Q: Much has been written about the so-called convergence of sports and entertainment. Where are we with that? How do you see it?

Cohen: I think we’ve reached the point where sports is entertainment. I think it probably started with people like JOE NAMATH and MUHAMMAD ALI. But if you pick up People magazine now, you’re reading about A-ROD, you’re reading about TIGER WOODS, you’re reading about AGASSI or RODDICK. And sports stars are as big as the biggest movie stars. You see it in the magazine pages, you see it on the entertainment news shows, that what these people do, what they wear, how they live, all have media worthiness, and that makes it important to the society. And, therefore, makes it economically more important, and we’ve seen the impact of that.

Q: What can the different pro sports leagues learn from one another?

Cohen: One thing that the sports leagues understand, that the smarter people in the sports leagues understand, is that no one league provides full entertainment.
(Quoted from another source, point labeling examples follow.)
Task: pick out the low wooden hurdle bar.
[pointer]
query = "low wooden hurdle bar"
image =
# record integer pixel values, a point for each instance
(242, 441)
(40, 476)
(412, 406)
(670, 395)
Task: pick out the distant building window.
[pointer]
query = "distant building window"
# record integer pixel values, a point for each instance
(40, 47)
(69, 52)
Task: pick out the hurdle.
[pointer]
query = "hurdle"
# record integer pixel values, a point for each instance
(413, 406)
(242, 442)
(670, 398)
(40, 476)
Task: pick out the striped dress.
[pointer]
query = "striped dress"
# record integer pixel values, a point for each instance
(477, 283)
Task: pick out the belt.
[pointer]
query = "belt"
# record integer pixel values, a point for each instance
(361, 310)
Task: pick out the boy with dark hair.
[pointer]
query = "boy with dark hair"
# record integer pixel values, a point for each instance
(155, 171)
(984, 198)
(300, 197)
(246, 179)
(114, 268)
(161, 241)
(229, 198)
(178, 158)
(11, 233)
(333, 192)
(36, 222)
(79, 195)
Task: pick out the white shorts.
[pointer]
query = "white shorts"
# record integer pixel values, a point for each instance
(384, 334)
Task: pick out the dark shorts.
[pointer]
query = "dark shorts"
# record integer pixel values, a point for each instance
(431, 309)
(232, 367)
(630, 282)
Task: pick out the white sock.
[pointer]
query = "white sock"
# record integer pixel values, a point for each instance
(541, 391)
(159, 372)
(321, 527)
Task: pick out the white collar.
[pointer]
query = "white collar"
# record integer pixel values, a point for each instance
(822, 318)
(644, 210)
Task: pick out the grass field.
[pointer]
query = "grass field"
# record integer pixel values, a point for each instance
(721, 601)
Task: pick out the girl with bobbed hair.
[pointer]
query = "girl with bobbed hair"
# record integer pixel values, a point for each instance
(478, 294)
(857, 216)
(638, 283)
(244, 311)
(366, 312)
And even though they now have their own networks and have been trying to provide content for 365 days, football has a season, baseball has a season, basketball and hockey have seasons. And to fill up 12 months with live event programming, they have to depend on each other. That’s why, when I was at the Liberty game, the baseball scores were up, the football scores were up. So there is an interrelationship between the sports. Now that they’re involved in regional networks, they promote one another, and the cross-promotion is vital.

Q: Will there be a West Side stadium in New York?

Cohen: In general, if it is fiscally responsible, new facilities are good for the community. And there’s a trend that these things tend to happen in bunches in the markets where they happen: in Cincinnati, Philadelphia, Pittsburgh and Houston, for example. I don’t think it’s a coincidence that the Mets and Yankees both got minor league ballparks in the same year. I think that there’s a balance, and once the logjam breaks, you’ll see several new facilities in New York.